Thursday 30 August 2012

Turn the Lights Off

Problem Name: Turn the Lights Off
UVa ID: 10309
Keywords: brute force

I find this problem interesting for a number of reasons, but the first that comes to mind is that it involves a game with simple rules which anyone can pick up quickly, but its mathematical analysis is not trivial at all —and games of this kind are just fantastic, aren’t they?

Let’s start by mentioning that the solution I implemented can be classified as “brute force”, but if you think that it’s a naive brute–force (\(2^{100}\)), then we’re not on the same page, yet.

Actually, the first thing I did when I first read this problem was thinking about all the types of “blind” strategies and possible pruning that could be performed while looking for the solution through a breadth–first search. The results were not very encouraging. As you may have noticed, the space of possibilities is insanely large (\(2^{100}\)) and a BFS could end up using equally lunatic amounts of memory. The problem boils down to the simple fact that representing a “state” for this problem is not cheap: a boolean matrix of size \(10 \times 10\) is simply too much for any simple–minded approach.

Now, fortunately for us, some pretty smart people have worked hard on analysing this game in the past, and we can read about their findings through the magic of the Web :). First of all, as far as I know, the original game that implemented these mechanics is called Lights Out and was developed by a company called Tiger Toys in 1995, in case you want to do some research by yourself. If you do, one of the first website you’ll probably come across is this: Jaap’s Puzzle Page, which has a lot of information about it. There’s a related page dedicated exclusively to the mathematics behind Lights Out, which are fascinating to read about, but I won’t mention here mainly because my solution didn’t involve any sophisticated math analysis.

What I do want to mention though, is that there exists an heuristic that can be used to solve these puzzles, which can be summarised like this: press some buttons (i.e. switch some lights) from the top row, then “chase the lights” from the second row to the bottom. What this means is, starting with the second row, press a button only if the light to the north of the current position is on. Go on like this row–by–row until you reach the bottom. If in the end you haven’t cleared the grid, then go to the beginning, pressing some buttons from the top row, and repeating the process until you have solved it. Interesting, right?

But it gets better. In a paper —referenced in Jaap’s page— called “Turning Lights Out with Linear Algebra” we can find the following good news:

Lights Out can be generalized to an \(n \times n\) array of lights. (…) Of course if the dimension of the null space is zero, every configuration is winnable and the solution is unique (if no buttons are pressed more than once).

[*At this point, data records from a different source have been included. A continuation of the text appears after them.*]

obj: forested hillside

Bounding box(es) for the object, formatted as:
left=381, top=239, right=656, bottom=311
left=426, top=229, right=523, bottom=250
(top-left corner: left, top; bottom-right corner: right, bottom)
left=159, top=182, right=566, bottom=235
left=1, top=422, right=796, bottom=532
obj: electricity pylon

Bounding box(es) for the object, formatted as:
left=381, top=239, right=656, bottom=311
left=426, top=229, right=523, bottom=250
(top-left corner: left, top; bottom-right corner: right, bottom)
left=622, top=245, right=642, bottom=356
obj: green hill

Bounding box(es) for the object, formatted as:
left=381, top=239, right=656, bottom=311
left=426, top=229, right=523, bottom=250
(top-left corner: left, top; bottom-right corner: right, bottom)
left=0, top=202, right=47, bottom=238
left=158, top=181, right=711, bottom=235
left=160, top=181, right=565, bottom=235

And then there’s a table where we find that the dimension of the null space for games of size \(10 \times 10\) is zero. In other words, for this problem, every configuration has a solution, and if we find it by “pressing a switch” no more than once, then it’s guaranteed to be the best solution.

Now we’re ready to formulate our solution: if we try pressing every combination of lights from the top row and then “chase the lights” downwards, we have to check only \(2^{10}\) alternatives, which are guaranteed to be enough to find our answer. I was truly amazed by how nicely this idea translates into elegant code, and it has a complexity of \(O(2^n n^2)\) (where \(n=10\) for this problem).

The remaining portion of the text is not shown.